10.02.2 External Validation and Assessment
(a) Independent HIPAA Assessment: Engagement of qualified external assessors for independent evaluation of HIPAA compliance including control testing, policy review, and compliance validation with objective assessment and improvement recommendations.
(b) Penetration Testing and Vulnerability Assessment: Regular security testing including penetration testing, vulnerability scanning, and security control validation with identification of security gaps and improvement requirements.
(c) Compliance Audit and Certification: Formal compliance audits by qualified auditors with appropriate documentation, evidence collection, and compliance validation supporting regulatory compliance and stakeholder assurance.
Section 10.03 Continuous Improvement and Enhancement
10.03.1 Performance Enhancement Initiatives
(a) Process Improvement and Optimization: Systematic improvement of HIPAA compliance processes including efficiency enhancement, effectiveness improvement, and resource optimization with continuous refinement and enhancement of compliance capabilities.
(b) Technology Enhancement and Innovation: Strategic investment in technology improvements including security system upgrades, automation enhancement, and innovative solutions supporting compliance effectiveness and operational efficiency.
(c) Workforce Development and Capability Building: Ongoing investment in workforce development including training enhancement, competency development, and career advancement supporting sustained compliance capability and organizational excellence.
ARTICLE XI. CONTACT INFORMATION AND COMPLIANCE SUPPORT
Section 11.01 HIPAA Compliance Leadership
HIPAA Security Officer
Technology Officer
Assivo, Inc.
444 West Lake Street, Suite 1700
Chicago, Illinois 60606
Telephone: (312) 416-8649
Email: security@assivo.com
HIPAA Privacy Officer
General Counsel
Email: privacy@assivo.com
Telephone: (312) 416-8649
Section 11.02 HIPAA Incident Reporting and Response
HIPAA Incident Response Team
24/7 Incident Response: (312) 416-8649
Email: security@assivo.com
Privacy Incidents: privacy@assivo.com
Section 11.03 Regional HIPAA Coordination
Regional HIPAA Compliance Support:
- Americas Operations: americas@assivo.com
- Mexico Operations: mexico@assivo.com
- India Operations: india@assivo.com
Section 11.04 Business Associate Services and Support
For Business Associate Agreement inquiries, compliance verification, and healthcare service delivery coordination, please contact our HIPAA Compliance team through the primary contact information provided above.

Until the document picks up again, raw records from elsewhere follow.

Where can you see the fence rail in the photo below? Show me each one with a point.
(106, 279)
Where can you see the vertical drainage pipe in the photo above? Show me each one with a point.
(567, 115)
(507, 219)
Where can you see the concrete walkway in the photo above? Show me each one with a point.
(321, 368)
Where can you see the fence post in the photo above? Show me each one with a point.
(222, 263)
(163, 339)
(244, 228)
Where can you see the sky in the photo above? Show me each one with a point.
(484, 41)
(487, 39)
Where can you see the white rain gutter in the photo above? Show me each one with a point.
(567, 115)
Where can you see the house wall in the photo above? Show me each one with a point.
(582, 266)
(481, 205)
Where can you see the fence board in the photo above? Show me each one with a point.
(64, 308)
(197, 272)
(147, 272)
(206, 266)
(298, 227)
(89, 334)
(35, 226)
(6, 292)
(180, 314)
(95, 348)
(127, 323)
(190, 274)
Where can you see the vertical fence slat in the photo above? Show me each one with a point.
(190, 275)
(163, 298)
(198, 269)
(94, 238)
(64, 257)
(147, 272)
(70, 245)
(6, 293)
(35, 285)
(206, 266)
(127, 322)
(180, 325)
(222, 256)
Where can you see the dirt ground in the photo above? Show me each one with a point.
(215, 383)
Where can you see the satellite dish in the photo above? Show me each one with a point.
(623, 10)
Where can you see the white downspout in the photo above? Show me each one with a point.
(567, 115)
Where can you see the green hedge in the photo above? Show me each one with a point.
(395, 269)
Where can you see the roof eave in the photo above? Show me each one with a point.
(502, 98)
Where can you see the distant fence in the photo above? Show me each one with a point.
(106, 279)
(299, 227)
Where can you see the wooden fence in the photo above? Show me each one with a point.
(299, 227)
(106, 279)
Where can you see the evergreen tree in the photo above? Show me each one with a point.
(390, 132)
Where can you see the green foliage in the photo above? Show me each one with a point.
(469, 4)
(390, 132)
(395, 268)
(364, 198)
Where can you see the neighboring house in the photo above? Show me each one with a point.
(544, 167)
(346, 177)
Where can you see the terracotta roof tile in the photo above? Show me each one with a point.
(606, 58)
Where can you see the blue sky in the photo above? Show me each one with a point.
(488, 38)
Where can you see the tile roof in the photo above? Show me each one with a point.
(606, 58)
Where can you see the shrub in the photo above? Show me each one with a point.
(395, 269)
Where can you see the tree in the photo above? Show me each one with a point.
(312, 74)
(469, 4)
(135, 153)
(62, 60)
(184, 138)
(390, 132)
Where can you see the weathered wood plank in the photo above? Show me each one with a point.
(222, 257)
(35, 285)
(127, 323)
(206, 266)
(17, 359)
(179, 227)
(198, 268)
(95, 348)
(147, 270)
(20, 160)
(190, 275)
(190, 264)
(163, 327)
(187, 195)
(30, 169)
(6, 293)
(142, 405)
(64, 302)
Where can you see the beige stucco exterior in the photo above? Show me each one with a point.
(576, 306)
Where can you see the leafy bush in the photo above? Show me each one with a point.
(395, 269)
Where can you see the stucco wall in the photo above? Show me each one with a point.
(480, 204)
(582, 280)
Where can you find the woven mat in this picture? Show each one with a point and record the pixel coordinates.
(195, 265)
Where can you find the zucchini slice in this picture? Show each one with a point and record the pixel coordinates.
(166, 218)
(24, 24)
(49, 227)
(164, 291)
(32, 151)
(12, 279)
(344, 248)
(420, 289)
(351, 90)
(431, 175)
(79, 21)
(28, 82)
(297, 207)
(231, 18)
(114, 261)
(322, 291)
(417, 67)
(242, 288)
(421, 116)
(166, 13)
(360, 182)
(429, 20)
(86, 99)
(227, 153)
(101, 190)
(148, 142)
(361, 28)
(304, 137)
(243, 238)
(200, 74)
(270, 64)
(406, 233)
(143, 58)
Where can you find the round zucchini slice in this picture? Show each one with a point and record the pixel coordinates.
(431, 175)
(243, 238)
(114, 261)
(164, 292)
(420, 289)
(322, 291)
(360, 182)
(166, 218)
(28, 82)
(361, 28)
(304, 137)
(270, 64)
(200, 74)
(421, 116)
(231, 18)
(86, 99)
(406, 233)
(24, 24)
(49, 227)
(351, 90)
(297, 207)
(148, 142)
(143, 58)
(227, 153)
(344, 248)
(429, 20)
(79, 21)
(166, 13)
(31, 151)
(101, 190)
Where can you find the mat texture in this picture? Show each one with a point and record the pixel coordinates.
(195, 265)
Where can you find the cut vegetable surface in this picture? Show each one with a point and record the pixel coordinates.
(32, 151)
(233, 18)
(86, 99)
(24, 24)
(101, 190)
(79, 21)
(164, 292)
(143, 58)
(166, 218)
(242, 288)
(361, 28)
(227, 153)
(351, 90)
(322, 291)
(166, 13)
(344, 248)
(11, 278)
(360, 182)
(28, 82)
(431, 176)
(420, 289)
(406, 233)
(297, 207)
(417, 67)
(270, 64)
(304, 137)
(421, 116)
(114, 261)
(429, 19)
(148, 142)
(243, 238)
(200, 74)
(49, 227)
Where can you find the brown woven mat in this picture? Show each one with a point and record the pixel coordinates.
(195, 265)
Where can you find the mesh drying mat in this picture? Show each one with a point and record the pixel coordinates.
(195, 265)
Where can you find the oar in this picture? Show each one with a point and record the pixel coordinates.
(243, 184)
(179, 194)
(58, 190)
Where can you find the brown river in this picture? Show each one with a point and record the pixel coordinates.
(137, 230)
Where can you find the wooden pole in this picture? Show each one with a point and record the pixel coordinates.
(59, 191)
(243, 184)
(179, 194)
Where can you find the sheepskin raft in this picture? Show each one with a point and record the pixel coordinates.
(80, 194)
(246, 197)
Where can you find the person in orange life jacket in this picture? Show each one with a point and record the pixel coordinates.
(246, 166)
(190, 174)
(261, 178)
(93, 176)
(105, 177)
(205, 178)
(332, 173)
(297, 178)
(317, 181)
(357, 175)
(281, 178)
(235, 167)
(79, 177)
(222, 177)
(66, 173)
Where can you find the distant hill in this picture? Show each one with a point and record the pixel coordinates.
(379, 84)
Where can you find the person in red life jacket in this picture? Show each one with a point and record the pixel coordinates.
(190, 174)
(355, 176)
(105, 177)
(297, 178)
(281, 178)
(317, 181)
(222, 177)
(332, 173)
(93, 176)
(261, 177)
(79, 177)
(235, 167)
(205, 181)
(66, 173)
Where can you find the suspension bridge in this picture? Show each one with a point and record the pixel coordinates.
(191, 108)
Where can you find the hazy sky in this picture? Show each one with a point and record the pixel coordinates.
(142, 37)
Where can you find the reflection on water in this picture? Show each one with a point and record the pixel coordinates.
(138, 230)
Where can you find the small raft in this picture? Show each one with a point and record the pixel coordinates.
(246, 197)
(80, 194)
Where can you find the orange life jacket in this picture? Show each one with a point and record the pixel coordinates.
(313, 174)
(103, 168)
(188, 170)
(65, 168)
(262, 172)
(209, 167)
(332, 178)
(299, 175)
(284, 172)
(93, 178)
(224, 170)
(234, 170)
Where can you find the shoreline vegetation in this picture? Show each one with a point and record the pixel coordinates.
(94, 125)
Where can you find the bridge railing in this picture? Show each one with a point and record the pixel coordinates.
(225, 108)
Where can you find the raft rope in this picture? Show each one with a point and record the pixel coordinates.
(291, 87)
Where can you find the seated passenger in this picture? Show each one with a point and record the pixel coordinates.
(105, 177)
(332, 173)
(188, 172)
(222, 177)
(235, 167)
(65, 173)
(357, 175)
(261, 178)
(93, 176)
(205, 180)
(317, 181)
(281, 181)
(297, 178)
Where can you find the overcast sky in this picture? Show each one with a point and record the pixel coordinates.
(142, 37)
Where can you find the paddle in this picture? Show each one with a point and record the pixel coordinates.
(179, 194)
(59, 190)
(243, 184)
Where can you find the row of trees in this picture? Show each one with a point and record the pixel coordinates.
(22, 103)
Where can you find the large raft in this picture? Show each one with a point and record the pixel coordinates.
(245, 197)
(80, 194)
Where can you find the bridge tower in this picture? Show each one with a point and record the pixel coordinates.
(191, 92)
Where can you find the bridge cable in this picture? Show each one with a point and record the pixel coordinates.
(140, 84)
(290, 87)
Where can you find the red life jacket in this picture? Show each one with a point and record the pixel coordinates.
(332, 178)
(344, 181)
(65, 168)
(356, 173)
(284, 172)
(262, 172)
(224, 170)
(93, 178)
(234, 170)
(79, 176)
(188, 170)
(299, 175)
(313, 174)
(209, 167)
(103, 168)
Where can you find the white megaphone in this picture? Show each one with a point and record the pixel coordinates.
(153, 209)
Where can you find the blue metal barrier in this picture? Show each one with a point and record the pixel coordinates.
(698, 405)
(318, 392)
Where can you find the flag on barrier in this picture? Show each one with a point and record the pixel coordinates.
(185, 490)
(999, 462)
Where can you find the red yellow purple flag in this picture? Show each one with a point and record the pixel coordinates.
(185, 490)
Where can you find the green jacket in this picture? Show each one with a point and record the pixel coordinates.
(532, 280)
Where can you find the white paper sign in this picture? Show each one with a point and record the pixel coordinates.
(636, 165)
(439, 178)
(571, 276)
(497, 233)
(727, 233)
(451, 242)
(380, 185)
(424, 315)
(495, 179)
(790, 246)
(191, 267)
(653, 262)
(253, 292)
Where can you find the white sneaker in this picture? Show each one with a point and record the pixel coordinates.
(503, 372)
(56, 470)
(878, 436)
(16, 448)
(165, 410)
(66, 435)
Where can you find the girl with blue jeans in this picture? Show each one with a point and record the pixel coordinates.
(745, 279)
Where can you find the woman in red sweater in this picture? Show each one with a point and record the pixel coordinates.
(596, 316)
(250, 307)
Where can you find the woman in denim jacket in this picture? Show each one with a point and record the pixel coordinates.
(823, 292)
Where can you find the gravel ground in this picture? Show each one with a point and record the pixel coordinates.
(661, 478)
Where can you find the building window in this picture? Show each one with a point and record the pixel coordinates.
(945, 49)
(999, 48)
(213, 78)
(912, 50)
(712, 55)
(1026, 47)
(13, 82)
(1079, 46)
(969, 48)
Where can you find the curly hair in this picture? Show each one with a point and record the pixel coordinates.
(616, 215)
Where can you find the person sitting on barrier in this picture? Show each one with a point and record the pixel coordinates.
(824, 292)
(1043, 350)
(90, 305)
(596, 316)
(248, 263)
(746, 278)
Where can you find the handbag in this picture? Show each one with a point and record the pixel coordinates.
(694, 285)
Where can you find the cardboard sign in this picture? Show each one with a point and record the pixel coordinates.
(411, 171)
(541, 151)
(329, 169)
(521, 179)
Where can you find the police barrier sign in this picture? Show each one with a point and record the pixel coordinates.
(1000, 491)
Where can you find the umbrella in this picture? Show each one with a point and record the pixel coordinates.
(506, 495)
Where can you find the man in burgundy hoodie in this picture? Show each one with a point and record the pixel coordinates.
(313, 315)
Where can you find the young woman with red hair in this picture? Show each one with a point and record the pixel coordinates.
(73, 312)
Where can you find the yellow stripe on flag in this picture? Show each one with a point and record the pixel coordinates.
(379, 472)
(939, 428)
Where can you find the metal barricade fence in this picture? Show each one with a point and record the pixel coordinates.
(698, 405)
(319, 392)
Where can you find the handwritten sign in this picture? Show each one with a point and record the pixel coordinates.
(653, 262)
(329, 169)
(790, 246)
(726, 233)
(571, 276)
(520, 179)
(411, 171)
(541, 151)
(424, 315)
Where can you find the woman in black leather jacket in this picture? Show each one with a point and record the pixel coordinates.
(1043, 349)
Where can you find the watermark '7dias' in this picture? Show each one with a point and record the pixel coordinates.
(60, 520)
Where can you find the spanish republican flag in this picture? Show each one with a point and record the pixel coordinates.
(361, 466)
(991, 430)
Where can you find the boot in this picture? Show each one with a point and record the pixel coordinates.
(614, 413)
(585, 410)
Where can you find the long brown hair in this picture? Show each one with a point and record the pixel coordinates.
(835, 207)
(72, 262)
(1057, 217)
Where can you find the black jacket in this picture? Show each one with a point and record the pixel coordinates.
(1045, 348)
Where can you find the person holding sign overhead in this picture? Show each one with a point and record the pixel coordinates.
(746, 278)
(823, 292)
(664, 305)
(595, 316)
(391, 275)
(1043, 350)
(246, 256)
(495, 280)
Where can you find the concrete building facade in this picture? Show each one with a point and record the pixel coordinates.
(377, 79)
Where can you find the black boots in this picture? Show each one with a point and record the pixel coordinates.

This HIPAA Compliance Framework represents our comprehensive commitment to protecting healthcare information and maintaining the highest standards of privacy and security in healthcare service delivery. It serves as the foundation for our healthcare compliance program and should be implemented alongside applicable healthcare regulations, industry standards, and contractual requirements to ensure comprehensive healthcare information protection and regulatory compliance excellence.